We also have submitted results of studies to the FDA (and for publication) that show that clostridium botulinum is not a hazard in raw, refrigerated coconut water. These results are corroborated by other researchers. An exciting movement within HPP involves growth of applications involving ready meals, dairy products and raw meat for both human and pet foods. 

PF: What do you tell food and beverage scientists about HPP’s benefits?

Dr.
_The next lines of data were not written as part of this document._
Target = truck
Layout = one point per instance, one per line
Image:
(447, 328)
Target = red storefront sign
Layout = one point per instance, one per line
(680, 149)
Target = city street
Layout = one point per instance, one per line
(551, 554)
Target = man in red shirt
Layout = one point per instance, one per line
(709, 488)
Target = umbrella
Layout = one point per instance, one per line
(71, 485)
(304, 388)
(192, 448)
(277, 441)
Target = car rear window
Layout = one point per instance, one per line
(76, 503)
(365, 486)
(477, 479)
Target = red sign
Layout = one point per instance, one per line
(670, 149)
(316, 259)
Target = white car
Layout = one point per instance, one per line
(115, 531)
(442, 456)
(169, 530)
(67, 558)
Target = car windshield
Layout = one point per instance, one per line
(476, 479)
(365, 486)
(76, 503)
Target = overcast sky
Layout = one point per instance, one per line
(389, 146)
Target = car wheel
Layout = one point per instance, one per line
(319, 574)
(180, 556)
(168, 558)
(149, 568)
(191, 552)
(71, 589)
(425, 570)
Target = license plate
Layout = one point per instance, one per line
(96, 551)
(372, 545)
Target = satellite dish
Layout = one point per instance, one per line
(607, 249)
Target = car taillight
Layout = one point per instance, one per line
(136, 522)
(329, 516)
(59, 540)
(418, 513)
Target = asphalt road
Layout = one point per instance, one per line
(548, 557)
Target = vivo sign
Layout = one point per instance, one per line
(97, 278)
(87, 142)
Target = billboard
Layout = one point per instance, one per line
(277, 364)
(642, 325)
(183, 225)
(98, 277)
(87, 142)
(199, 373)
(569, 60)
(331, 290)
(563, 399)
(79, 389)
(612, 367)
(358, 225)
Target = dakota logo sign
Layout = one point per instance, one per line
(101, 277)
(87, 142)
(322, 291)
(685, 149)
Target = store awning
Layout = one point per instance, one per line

Raghubeer: HPP not only can add to shelf life but enhance a product’s nutrition, health appeal, taste and mouthfeel. HPP also can lead to cleaner labels and more opportunities to develop and improve formulations. One area that has not been given much attention is the importance of packaging—from the films used in foods, to the caps and bottles for beverages.

HPP has become a mainstream food processing method and no longer is considered a novel technology. In fact, Health Canada removed HPP as a “novel process” as of December 2016. Meanwhile, HPP news is spreading thanks to regulatory acceptance as well as seminars, trade journals and peer-review articles, industry trade shows and the growth and expansion of HPP tolling facilities. It seems that the food and beverage industry does not ask so much about what HPP actually is. Today, companies simply are looking at related issues of cost, integration into their current processes and new product development opportunities.